Plant Museum's Menus explores how Tampa Bay ate back in the day

Victorian fine dining and its elaborate accoutrements drive the latest Henry B. Plant Museum exhibit.

click to enlarge A 1911 Tampa Bay Hotel Christmas menu, part of the Henry B. Plant Museum's Menus collection. - Henry B. Plant Museum
Henry B. Plant Museum
A 1911 Tampa Bay Hotel Christmas menu, part of the Henry B. Plant Museum's Menus collection.

Want a taste of how Tampa Bay ate back in the day? Pay a visit to the Henry B. Plant Museum tonight. Starting at 7 p.m. Friday, the museum at the University of Tampa opens its latest rotating exhibit, Menus: The Epicurean Experience, driven by Victorian-era fine dining and its elaborate accoutrements.

And they’re elaborate, all right.

Imagine using a big shaker to distribute powdered sugar onto your errr... raisin cake? Or a server coming at you with what’s called a “spaghetti server” with scary-looking teeth. Or the tunes of a live orchestra spilling down from the dining room balcony throughout a meal, because, you know, why not?

Alongside a variety of original, rare menus listing items like chowchow, minced chicken omelet and hodge-podge, Menus covers everything from etiquette and authentic cookware to fashion and specialized utensils, many of which are on loan from an anonymous private collector (and some of which, at first glance, could be mistaken for torture devices). (I’m looking at you, spaghetti server.) The exhibit’s kickoff begins with a free lecture by Lucullus owner Patrick Dunne, whose New Orleans shop specializes in culinary antiques.

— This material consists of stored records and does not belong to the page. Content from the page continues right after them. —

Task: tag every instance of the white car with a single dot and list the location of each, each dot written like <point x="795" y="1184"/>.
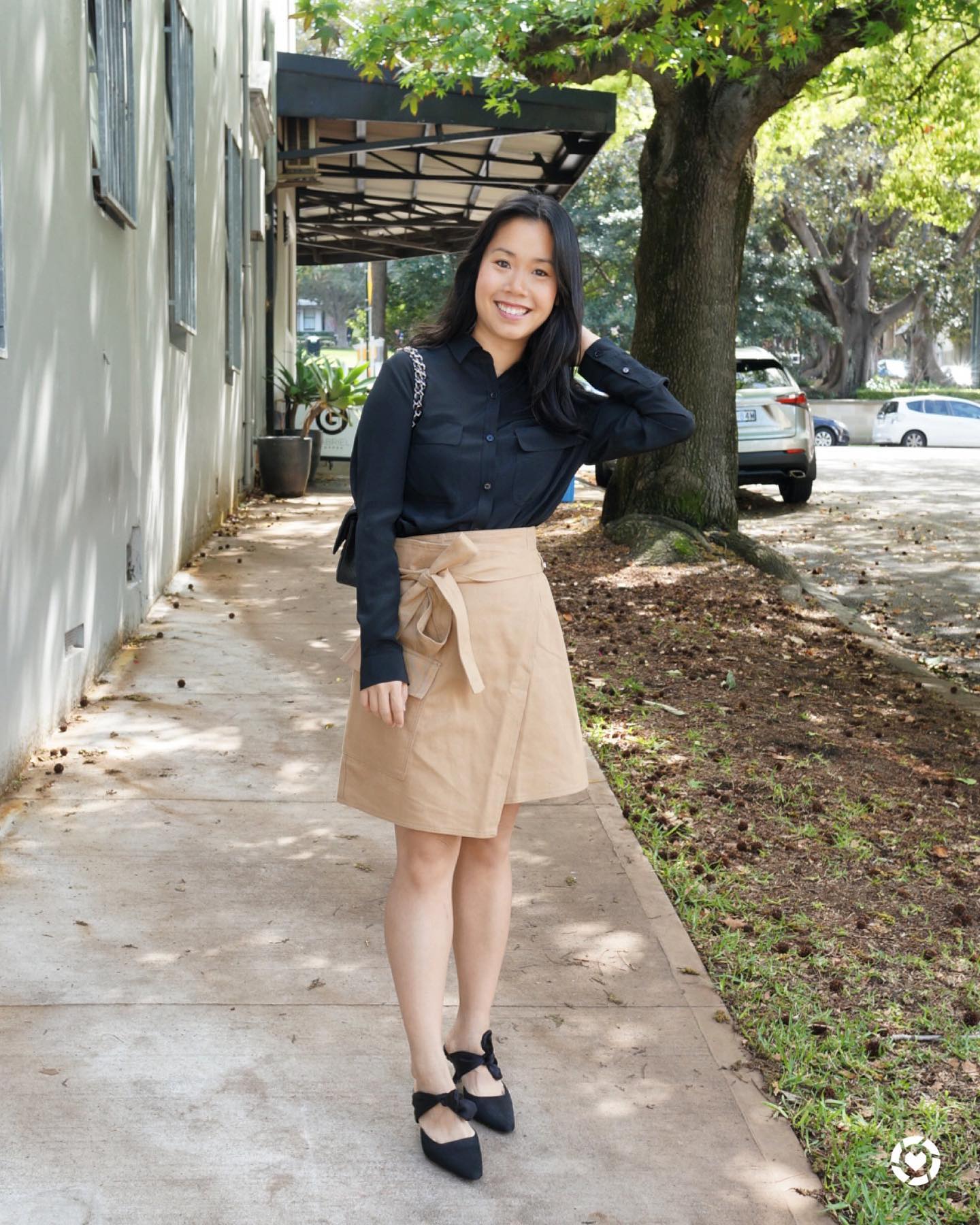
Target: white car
<point x="776" y="429"/>
<point x="928" y="421"/>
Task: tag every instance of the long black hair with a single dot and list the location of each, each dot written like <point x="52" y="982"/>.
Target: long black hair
<point x="551" y="349"/>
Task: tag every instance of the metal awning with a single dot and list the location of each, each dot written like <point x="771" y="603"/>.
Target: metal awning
<point x="375" y="182"/>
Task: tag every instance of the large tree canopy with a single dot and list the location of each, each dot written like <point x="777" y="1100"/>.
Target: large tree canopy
<point x="717" y="73"/>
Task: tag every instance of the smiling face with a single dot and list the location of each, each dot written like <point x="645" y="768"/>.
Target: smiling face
<point x="516" y="286"/>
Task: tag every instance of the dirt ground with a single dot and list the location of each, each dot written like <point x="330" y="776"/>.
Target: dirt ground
<point x="894" y="533"/>
<point x="814" y="814"/>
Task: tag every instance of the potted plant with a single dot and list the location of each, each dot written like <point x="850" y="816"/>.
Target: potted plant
<point x="326" y="391"/>
<point x="286" y="459"/>
<point x="342" y="390"/>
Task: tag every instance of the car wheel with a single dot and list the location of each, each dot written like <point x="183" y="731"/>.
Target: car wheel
<point x="796" y="489"/>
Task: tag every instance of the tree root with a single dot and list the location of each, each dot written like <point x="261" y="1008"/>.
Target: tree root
<point x="768" y="560"/>
<point x="657" y="540"/>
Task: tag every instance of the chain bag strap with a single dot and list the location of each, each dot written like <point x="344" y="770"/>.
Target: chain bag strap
<point x="347" y="532"/>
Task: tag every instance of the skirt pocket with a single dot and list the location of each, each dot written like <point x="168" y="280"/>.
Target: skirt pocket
<point x="367" y="736"/>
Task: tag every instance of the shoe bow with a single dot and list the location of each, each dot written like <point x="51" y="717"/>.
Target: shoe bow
<point x="487" y="1044"/>
<point x="455" y="1100"/>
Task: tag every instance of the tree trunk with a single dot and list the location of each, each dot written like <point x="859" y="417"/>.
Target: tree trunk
<point x="924" y="367"/>
<point x="843" y="293"/>
<point x="819" y="368"/>
<point x="696" y="201"/>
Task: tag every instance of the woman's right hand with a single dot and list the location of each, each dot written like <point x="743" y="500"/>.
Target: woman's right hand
<point x="387" y="701"/>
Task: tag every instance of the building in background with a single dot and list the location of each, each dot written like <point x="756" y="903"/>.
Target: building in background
<point x="137" y="172"/>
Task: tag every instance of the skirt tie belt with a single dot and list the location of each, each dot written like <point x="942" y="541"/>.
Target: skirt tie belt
<point x="434" y="600"/>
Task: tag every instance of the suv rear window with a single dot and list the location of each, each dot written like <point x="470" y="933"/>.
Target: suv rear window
<point x="759" y="374"/>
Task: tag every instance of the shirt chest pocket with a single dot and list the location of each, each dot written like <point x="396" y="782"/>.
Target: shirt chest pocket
<point x="433" y="473"/>
<point x="540" y="455"/>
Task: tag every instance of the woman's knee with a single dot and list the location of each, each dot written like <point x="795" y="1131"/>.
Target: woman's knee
<point x="427" y="858"/>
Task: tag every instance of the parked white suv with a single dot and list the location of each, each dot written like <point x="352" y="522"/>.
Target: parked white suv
<point x="776" y="430"/>
<point x="928" y="421"/>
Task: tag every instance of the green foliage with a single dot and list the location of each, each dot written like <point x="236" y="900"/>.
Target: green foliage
<point x="773" y="310"/>
<point x="441" y="44"/>
<point x="920" y="98"/>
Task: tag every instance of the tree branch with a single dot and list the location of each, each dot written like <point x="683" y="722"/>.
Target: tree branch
<point x="840" y="31"/>
<point x="898" y="310"/>
<point x="799" y="225"/>
<point x="938" y="64"/>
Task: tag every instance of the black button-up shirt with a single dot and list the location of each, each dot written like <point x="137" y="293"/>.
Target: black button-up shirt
<point x="477" y="459"/>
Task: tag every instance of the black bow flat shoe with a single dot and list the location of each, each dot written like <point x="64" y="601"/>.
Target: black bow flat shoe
<point x="459" y="1157"/>
<point x="495" y="1111"/>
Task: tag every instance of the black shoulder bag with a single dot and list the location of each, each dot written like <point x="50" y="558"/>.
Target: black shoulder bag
<point x="347" y="533"/>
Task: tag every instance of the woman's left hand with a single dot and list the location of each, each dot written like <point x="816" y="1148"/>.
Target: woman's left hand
<point x="586" y="341"/>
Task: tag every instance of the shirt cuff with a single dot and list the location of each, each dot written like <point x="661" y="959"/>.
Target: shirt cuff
<point x="385" y="662"/>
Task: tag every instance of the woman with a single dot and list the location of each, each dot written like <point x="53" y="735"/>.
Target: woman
<point x="462" y="704"/>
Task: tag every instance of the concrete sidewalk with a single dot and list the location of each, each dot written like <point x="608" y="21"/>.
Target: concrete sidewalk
<point x="199" y="1021"/>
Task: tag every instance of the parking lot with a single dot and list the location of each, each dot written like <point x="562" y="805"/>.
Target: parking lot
<point x="894" y="533"/>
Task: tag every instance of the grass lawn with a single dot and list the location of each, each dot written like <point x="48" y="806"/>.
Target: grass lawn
<point x="815" y="820"/>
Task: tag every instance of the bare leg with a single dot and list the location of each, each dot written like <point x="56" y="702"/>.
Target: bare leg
<point x="482" y="892"/>
<point x="418" y="937"/>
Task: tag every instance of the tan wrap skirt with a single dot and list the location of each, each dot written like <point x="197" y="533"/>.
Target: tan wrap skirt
<point x="490" y="717"/>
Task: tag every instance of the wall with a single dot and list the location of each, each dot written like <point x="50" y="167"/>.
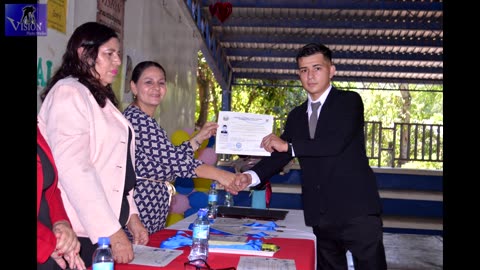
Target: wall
<point x="153" y="30"/>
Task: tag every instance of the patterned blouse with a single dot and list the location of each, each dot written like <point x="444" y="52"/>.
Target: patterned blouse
<point x="155" y="155"/>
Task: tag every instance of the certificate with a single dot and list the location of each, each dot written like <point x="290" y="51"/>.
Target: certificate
<point x="242" y="133"/>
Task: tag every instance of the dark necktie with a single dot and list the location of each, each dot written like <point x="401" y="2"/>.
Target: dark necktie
<point x="312" y="124"/>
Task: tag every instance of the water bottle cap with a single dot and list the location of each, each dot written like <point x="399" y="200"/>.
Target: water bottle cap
<point x="103" y="241"/>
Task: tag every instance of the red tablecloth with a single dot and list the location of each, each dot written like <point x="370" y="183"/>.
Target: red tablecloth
<point x="301" y="250"/>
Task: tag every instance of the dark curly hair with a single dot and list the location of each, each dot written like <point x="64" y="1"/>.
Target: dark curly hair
<point x="90" y="36"/>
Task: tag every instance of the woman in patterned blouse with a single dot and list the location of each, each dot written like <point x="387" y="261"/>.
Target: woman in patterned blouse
<point x="157" y="159"/>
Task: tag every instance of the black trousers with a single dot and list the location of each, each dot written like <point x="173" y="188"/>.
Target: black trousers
<point x="362" y="236"/>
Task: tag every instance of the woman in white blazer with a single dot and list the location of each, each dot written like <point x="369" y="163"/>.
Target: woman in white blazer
<point x="92" y="143"/>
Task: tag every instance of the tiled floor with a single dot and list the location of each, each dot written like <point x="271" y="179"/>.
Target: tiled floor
<point x="412" y="251"/>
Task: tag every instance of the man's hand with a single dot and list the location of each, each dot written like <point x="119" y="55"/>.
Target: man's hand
<point x="272" y="143"/>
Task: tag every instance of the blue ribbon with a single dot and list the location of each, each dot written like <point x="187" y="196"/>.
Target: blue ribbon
<point x="182" y="239"/>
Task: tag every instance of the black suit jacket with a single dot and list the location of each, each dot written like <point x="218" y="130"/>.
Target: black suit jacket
<point x="337" y="180"/>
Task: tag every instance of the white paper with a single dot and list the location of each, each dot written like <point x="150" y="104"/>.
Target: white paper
<point x="258" y="263"/>
<point x="151" y="256"/>
<point x="242" y="133"/>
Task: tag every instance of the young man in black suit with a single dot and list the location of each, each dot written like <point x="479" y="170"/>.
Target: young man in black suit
<point x="339" y="189"/>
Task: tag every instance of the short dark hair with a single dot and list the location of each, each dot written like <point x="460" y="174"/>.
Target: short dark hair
<point x="90" y="36"/>
<point x="313" y="48"/>
<point x="140" y="67"/>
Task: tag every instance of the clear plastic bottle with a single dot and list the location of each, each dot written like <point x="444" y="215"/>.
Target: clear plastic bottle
<point x="228" y="199"/>
<point x="200" y="236"/>
<point x="102" y="256"/>
<point x="212" y="201"/>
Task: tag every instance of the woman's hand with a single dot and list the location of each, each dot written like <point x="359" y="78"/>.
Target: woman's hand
<point x="139" y="232"/>
<point x="67" y="241"/>
<point x="122" y="248"/>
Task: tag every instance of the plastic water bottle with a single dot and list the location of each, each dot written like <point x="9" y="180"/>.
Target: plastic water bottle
<point x="200" y="236"/>
<point x="212" y="201"/>
<point x="102" y="256"/>
<point x="228" y="199"/>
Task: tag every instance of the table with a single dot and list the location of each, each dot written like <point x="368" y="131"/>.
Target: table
<point x="296" y="242"/>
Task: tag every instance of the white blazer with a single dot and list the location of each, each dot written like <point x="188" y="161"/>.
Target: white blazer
<point x="89" y="146"/>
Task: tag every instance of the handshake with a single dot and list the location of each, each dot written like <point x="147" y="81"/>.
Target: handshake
<point x="236" y="182"/>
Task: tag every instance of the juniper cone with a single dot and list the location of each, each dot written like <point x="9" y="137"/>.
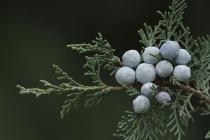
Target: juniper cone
<point x="169" y="50"/>
<point x="163" y="97"/>
<point x="164" y="69"/>
<point x="151" y="55"/>
<point x="141" y="104"/>
<point x="147" y="89"/>
<point x="125" y="76"/>
<point x="182" y="73"/>
<point x="145" y="73"/>
<point x="131" y="58"/>
<point x="183" y="57"/>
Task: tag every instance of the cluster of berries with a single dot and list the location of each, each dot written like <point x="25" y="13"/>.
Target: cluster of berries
<point x="169" y="60"/>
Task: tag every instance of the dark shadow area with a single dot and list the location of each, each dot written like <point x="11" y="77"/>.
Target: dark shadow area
<point x="33" y="36"/>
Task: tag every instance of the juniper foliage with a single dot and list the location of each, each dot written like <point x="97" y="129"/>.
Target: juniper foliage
<point x="161" y="121"/>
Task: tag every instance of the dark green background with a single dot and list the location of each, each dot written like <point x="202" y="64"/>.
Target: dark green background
<point x="33" y="37"/>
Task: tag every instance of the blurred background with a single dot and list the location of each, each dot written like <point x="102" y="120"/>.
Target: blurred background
<point x="33" y="36"/>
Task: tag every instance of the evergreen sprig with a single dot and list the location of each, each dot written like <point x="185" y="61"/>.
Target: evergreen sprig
<point x="161" y="121"/>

“What we’re trying to do is sort of give you an idea of not just what the menus looked like, but the whole dining experience,” said museum relations coordinator Lindsay Huban. “You know, what are these crazy things that you would’ve been served with or using? And then we’re also having some sections on food preparation, where the food came from.”

As Huban explains during CLs sneak peek on Thursday afternoon, half of the new exhibit is dedicated to the components that make up front of house, and the other half examines back of house, including what the butler’s pantry might’ve looked like and recently acquired images the only ones the museum has ever found, we’re told taken inside the kitchens of the Tampa Bay Hotel, now home to the university and museum. The kitchens were located where UT’s science wing is today, while Fletcher Lounge is where the dining room used to be.

The months-long Menus, running through Dec. 23, examines the upscale culinary sophistication of the Tampa Bay Hotel and other Florida resorts — the Vinoy, Belleview Biltmore and Alcazar included — from 1891 to 1932. But there are some parallels to modern fine dining as well. Local restaurateurs, and even microbrewery owners, continue to stress the importance of the overall experience, for one. Dining out isn’t just about the food, as the exhibit highlights; it was a performance as much as a meal, when you consider the grand outfits, place settings and other ingredients that would’ve gone into each service.

“There was no expense spared when it came to any of this,” Huban said.

click to enlarge Some of the neat specialized serving utensils museumgoers will find at Menus. - Meaghan Habuda
Meaghan Habuda
Some of the neat specialized serving utensils museumgoers will find at Menus.

The exhibit also shows that farm-to-table isn’t a new development for the dining world; people have been eating this way for a long time. Museumgoers can check out old-timey photographs of farmers with their cattle, strawberries and huge heads of greens, among others.

“They tried to be as local as possible, so most of the produce and things came from here,” Huban said. “This part of Florida was the celery capital of the world.”

Curator Susan Carter added: “Even on the back side of the hotel, they had these garden areas. You can see papayas growing and different herbs and things. They just could’ve walked right out there and picked some things and gone back to the kitchen and added it to flavor the food.”

Although Menus was still a work in progress on our visit (audios are also planned for the one-room exhibit), my guess is that you could stop by more than once during its run and discover something you hadn’t noticed before.

I’m not gonna spoil all the little nuances — you’ll have to come and see them for yourself — but look for the Independence Day dinner menu from 1898 (during the Spanish-American War) with dishes named after dignitaries like “Roast Turkey, Shafter Sauce,” or the Barton & Guestier wine crate that’s original to the building — then try to find the bottle that was uncovered with it.


Menus: The Epicurean Experience

Henry B. Plant Museum, 401 W. Kennedy Blvd., Tampa. March 17, 7-9 p.m. Runs through Dec. 23. Free with admission. 813-254-1891. ut.edu/plantmuseum/.